Finetune the base 64 px GLIDE-text2im model from OpenAI on your own image-text dataset

Overview

glide-finetune

Finetune the base 64 px GLIDE-text2im model from OpenAI on your own image-text dataset.

Installation

git clone https://github.com/afiaka87/glide-finetune.git
cd glide-finetune/
python3 -m venv .venv # create a virtual environment to keep global install clean.
source .venv/bin/activate
(.venv) # optionally install pytorch manually for your own specific env first...
(.venv) python -m pip install -r requirements.txt

Usage

(.venv) python glide-finetune.py 
    --data_dir=./data \
    --batch_size=1 \
    --grad_acc=1 \
    --guidance_scale=4.0 \
    --learning_rate=2e-5 \
    --dropout=0.1 \
    --timestep_respacing=1000 \
    --side_x=64 \
    --side_y=64 \
    --resume_ckpt='' \
    --checkpoints_dir='./glide_checkpoints/' \
    --use_fp16 \
    --device='' \
    --freeze_transformer \
    --freeze_diffusion \
    --weight_decay=0.0 \
    --project_name='glide-finetune'

Known issues:

  • batching isn't handled in the dataloader
  • NaN/Inf errors
  • Resizing doesn't handle non-square aspect ratios properly
  • some of the code is messy, needs refactoring.
Comments
  • Fixed a couple of minor issues

    Fixed a couple of minor issues

    • Pinned webdataset version to work with python 3.7 which is the version being used in Colab, Kaggle. A new version of this module is releaed few days back which only works with 3.8/9
    • Fixed an issue with data_dir arg not getting picked up.
    opened by vanga 1
  • Fix NameError when using --data_dir

    Fix NameError when using --data_dir

    Hello and thank you for your great work.

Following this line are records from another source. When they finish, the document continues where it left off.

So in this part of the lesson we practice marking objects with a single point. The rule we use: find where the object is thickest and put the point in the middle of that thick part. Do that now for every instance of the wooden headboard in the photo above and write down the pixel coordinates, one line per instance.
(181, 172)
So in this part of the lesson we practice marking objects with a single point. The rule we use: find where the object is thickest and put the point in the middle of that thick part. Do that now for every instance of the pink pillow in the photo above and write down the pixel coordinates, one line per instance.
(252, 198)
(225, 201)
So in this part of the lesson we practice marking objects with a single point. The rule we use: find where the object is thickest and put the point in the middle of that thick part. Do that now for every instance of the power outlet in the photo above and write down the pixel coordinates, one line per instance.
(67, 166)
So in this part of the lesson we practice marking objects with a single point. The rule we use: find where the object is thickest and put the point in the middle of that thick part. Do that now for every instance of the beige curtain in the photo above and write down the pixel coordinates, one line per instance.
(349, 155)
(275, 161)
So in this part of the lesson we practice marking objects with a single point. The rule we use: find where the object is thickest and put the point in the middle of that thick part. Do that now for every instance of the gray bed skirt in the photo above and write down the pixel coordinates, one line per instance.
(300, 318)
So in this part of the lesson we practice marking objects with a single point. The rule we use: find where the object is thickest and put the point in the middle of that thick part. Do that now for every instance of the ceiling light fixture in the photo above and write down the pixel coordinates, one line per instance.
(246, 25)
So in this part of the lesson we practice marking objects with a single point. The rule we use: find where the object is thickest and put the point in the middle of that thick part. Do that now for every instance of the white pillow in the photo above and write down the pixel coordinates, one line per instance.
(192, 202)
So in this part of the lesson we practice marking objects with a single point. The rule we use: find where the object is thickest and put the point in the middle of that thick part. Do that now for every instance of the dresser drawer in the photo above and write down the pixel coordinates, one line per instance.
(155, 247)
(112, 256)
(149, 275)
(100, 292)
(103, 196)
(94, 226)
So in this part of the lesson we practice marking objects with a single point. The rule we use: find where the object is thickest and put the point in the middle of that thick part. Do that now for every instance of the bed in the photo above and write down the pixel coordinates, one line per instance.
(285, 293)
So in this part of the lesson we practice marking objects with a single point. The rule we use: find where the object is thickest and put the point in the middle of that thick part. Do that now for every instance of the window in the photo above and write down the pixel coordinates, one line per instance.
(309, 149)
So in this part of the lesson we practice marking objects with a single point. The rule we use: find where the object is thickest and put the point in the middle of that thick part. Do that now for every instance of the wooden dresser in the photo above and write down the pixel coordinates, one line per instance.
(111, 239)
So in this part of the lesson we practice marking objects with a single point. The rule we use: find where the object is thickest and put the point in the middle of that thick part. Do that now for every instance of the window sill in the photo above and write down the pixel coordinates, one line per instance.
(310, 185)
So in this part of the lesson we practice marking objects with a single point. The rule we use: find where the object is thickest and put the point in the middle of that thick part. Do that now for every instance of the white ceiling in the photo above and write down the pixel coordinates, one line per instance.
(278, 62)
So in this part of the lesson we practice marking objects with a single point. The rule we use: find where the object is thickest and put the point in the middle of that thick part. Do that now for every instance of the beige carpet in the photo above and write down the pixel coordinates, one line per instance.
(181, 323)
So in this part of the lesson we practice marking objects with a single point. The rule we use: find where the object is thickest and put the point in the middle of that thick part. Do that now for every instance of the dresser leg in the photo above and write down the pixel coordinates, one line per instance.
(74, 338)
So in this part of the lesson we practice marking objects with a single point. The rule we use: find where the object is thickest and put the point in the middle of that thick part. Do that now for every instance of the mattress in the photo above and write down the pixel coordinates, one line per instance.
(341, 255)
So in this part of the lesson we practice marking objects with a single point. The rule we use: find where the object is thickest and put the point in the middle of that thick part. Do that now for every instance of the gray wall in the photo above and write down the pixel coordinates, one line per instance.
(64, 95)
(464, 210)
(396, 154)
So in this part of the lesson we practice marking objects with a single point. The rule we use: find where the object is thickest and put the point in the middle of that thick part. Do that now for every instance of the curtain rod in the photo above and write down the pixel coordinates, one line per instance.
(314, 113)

    Right now using a local data folder with --data_dir results in

    Traceback (most recent call last):
      File "/content/glide-finetune/train_glide.py", line 292, in <module>
        data_dir=data_dir,
    NameError: name 'data_dir' is not defined
    

    This PR fixes that.

    opened by tillfalko 0
  • mention mpi4py dependency

    mention mpi4py dependency

    mpi4py installation will fail unless the user has this package installed. Since MPI is not a ubiquitous dependency it should probably be mentioned. Edit: Since torch==1.10.1 is a requirement, and torch versions come with their own cuda versions (torch 1.10.1 uses cuda 10.2), I don't see a reason not to just include bitsandbytes-cuda102 in requirements.txt.

    $ py -m venv .venv
    $ source .venv/bin/activate
    $ pip install torch==1.10.1
    Collecting torch==1.10.1
      Downloading torch-1.10.1-cp39-cp39-manylinux1_x86_64.whl (881.9 MB)
         |████████████████████████████████| 881.9 MB 15 kB/s
    Collecting typing-extensions
      Downloading typing_extensions-4.0.1-py3-none-any.whl (22 kB)
    Installing collected packages: typing-extensions, torch
    Successfully installed torch-1.10.1 typing-extensions-4.0.1
    $ py -c "import torch; print(torch.__version__)"
    1.10.1+cu102
    
    opened by tillfalko 0
  • Fixed half precision optimizer bug

    Fixed half precision optimizer bug

    Problem

    In half precision, after the first iteration nan values start appearing regardless of input data or gradients since the adam optimizer breaks in float16. The discussion for that can be viewed here.

    Solution

    This can be fixed by setting the eps variable to 1e-4 instead of the default 1e-8. This is the only thing this pr does

    opened by isamu-isozaki 0
  • Training on half precision leads to nan values

    Training on half precision leads to nan values

    I was training my model and I noticed that after just the first iteration I was running into nan values. As it turns out my gradients and input values/images were all normal but the adam optimizer by pytorch does has some weird behavior on float16 precision where it produces nans probably because of a divide by 0 error. A discussion can be found below

    https://discuss.pytorch.org/t/adam-half-precision-nans/1765/4

    I hear changing the epison parameter for the adam weights parameter when on half precisions works but I haven't tested it yet. Will make one once I tested.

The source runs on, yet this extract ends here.